As changeset size increases the build stability will decrease. This is because the build breaks more often with large changesets than small changesets.

As build stability decreases the development environment tractability will decrease.  It is more difficult to work on a codeline that is unstable than a stable codeline.

As the environment tractability decreases the rate of change to the codeline will decrease.  Again it is more difficult to work on an unstable codebase.

As the rate of change decreases there will be less broken builds.  If you have a high rate of change you will have more broken builds.

As the number of broken builds increases the build availability will decrease.


I don’t mean to show this loop diagram as a standalone or complete system.  There are other forces that can come into play here to address the number of build breaks, how long it takes to fix a broken build, or even isolating build breaks.  These are important.  But they are not the core system.  This is the core system and the root input affecting the system’s output is the size of tasks.  If people are working with small tasks they will break the build far less often and when they do it will be easy to fix.  If people are working with large tasks they will break the build often and when they do it will be difficult to fix.  From what I have seen it works best when one or more small tasks can be completed in a day.  You will need to figure out what works on your project. 

You can also add to this diagram mitigating forces such as a precommit developer build to help control the number of broken builds.

P.S. If you are having a hard time getting task sizes down maybe you should draw a loop diagram of the forces at play keeping task sizes large on your project.

4 to “Continuous Integration Principles–Task Size Rules”


  1. […] Continuous Integration Principles–Task Size Rules has a diagram that seems about right — even if I haven’t really thought about it in great depth. […]

  1. A Smattering of Selenium #72 « Official Selenium Blog says...

    […] Continuous Integration Principles–Task Size Rules has a diagram that seems about right — even if I haven’t really thought about it in great depth. […]

  2. Kelly Summerlin says...

    The main fault I have with this diagram (and this thinking) is that there is only one build. CI is about integrating my code with other developer’s code, not about getting a build out there for QA. This means you need at least two builds. One build that is truly continuous on a build server meant to validate my code and your code as well as my tests and your tests work correctly when integrated. That build should never really “available” to anyone.

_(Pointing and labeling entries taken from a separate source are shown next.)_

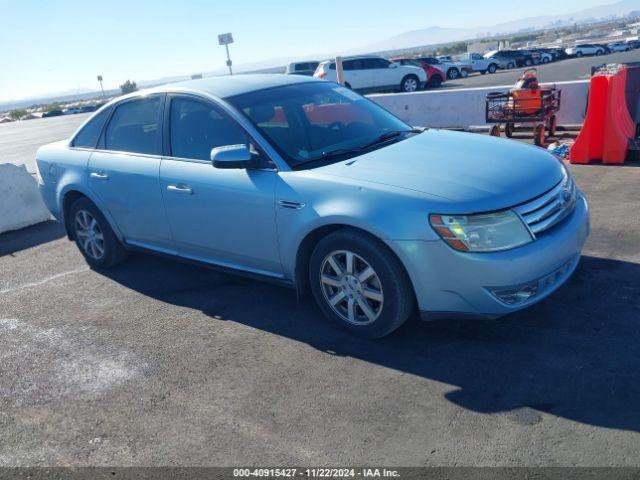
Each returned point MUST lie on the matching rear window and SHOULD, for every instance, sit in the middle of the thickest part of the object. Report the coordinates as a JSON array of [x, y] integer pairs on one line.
[[134, 127], [90, 133]]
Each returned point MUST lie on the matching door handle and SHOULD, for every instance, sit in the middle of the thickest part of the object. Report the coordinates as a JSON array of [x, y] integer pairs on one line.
[[99, 175], [180, 189]]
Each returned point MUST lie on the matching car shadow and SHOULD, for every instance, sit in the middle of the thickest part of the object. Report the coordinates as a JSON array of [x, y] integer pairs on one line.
[[15, 241], [575, 355]]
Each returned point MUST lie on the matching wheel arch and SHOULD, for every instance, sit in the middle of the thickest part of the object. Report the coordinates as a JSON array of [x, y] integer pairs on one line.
[[73, 193], [311, 239]]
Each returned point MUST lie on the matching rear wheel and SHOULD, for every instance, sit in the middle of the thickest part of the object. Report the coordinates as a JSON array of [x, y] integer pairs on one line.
[[410, 83], [93, 235], [359, 284]]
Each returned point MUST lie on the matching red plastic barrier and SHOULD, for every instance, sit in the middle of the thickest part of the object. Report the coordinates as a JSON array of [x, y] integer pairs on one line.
[[590, 142], [619, 127], [608, 126]]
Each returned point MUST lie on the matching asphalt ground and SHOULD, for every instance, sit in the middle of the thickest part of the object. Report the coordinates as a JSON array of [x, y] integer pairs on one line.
[[161, 363], [560, 71]]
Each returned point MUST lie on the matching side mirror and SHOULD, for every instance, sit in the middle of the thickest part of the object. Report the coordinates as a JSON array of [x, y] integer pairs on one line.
[[232, 156]]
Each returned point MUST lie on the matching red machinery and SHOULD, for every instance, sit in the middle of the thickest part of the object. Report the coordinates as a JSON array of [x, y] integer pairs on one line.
[[526, 102]]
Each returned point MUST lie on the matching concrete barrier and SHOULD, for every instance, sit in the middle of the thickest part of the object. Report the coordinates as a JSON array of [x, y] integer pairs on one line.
[[464, 108], [20, 201]]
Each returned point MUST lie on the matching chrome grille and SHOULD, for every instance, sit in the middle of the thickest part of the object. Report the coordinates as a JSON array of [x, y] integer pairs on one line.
[[547, 210]]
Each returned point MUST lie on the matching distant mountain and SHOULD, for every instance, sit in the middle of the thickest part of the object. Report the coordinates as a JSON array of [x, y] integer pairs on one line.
[[436, 35]]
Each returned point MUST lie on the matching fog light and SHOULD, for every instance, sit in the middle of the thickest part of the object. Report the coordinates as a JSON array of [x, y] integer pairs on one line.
[[516, 295]]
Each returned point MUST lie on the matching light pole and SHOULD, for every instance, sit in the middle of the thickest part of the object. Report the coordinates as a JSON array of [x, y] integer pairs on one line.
[[225, 39], [101, 87]]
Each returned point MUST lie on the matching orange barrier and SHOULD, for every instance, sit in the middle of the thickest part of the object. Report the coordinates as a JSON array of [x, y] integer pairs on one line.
[[608, 127]]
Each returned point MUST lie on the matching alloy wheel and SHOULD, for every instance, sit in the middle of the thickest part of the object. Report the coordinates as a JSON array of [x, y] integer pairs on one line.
[[351, 287], [89, 234]]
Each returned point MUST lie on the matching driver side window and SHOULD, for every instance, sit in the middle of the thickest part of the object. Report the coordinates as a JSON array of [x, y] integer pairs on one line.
[[197, 127]]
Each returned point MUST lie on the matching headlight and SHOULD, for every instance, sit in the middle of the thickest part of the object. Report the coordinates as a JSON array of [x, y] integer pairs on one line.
[[486, 232]]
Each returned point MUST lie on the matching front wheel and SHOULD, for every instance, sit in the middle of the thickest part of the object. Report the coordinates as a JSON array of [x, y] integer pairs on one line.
[[410, 83], [359, 284], [93, 235]]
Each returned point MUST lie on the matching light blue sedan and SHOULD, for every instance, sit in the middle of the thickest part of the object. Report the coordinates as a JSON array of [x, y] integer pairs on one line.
[[308, 184]]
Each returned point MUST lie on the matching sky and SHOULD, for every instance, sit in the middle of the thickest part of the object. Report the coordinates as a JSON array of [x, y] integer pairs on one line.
[[62, 45]]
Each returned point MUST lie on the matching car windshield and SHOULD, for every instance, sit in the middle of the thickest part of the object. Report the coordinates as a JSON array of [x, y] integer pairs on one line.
[[319, 122]]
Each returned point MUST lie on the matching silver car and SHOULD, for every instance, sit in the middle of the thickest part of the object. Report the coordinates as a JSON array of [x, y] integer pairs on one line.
[[308, 184]]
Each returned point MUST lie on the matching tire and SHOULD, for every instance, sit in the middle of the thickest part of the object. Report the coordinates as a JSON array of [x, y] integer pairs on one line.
[[96, 241], [538, 135], [508, 130], [410, 83], [390, 300], [435, 81]]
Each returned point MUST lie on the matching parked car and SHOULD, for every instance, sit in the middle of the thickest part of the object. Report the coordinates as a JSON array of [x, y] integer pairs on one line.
[[307, 184], [435, 76], [53, 113], [451, 70], [619, 47], [540, 55], [373, 73], [477, 63], [302, 68], [584, 49], [511, 58]]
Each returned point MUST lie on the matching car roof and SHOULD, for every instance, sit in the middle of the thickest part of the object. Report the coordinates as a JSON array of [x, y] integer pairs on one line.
[[229, 86]]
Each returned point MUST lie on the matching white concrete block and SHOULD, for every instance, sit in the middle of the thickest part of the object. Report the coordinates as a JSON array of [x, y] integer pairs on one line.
[[20, 201]]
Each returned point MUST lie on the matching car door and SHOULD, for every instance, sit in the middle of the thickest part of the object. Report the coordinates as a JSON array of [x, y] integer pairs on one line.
[[222, 216], [356, 75], [124, 171], [382, 74]]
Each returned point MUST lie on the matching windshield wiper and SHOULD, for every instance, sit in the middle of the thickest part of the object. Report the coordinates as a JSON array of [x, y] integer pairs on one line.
[[338, 152]]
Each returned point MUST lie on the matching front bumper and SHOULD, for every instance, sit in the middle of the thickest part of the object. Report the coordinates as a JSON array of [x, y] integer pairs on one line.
[[452, 283]]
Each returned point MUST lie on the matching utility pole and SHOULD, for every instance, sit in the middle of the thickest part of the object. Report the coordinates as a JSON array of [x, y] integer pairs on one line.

    A QA build on the other hand should integrate only things we know build correctly and have 100% passing tests (unit, integration tests). That build should theoretically always be available. But when that build is unavailable, it can be very hard to determine why it is unavailable, especially when the CI build is all green.

  3. Kelly Summerlin says...

    After reviewing your diagram again, I think I need to restate my previous comments. Your diagram seems to take the point that the CI build being broken causes stress and that stress is greater with larger change sets — which is absolutely true.

    Having worked with teams that are both very diligent about not breaking the build and teams that break the build about four or five times a day, I have become a proponent of separating the code that has yet to go through a green bar CI build. This means that code in the main branch has at least gotten past the CI gatekeeper. Code that breaks the CI doesn’t affect every other developer on the team, only the person(s) that checked in the breaking code. This usually means pulling from one branch and pushing to another CI branch (in git terms). The CI build is then responsible for pushing green bar change sets out to the main branch. Takes a little more discipline though.